I haven’t installed a draft stoppa on my tastic because we sometimes use the heat lamps without the fan. Is there a tech solution to this?

The draft stopper units are great for keeping creepy crawlies from dropping onto unsuspecting victims as well, but if you do install a draft stopper then you must make sure the heat lamps don’t turn on without the fan running, or you might end up with a melt-down of the entire unit.

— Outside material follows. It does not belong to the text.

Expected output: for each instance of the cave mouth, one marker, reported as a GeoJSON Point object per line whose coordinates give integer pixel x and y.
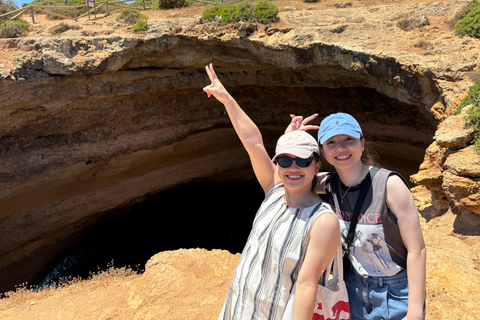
{"type": "Point", "coordinates": [212, 214]}
{"type": "Point", "coordinates": [199, 214]}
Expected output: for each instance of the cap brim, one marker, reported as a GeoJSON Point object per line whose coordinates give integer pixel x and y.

The standard for Tastics presently is that you cannot run the heat lamps without the fan, and when the heat lamps are turned off the fan continues to run for a length of time until the heat has dissipated. This is all done through the wiring of the unit. Of course, older heat lamps don’t have this function but an electrician can wire the switch quite simply so that the heat lamps will only turn on when the fan is running, if desired. Newer units have to have a permanent supply wired to them, which when retro-fitting can be an issue for the installer as an extra wire needs to be run from the switch to the Tastic [can be a pain in the buttocks in older houses].

miz 8:15 pm 10 Sep 13

I haven’t installed a draft stoppa on my tastic because we sometimes use the heat lamps without the fan. Is there a tech solution to this?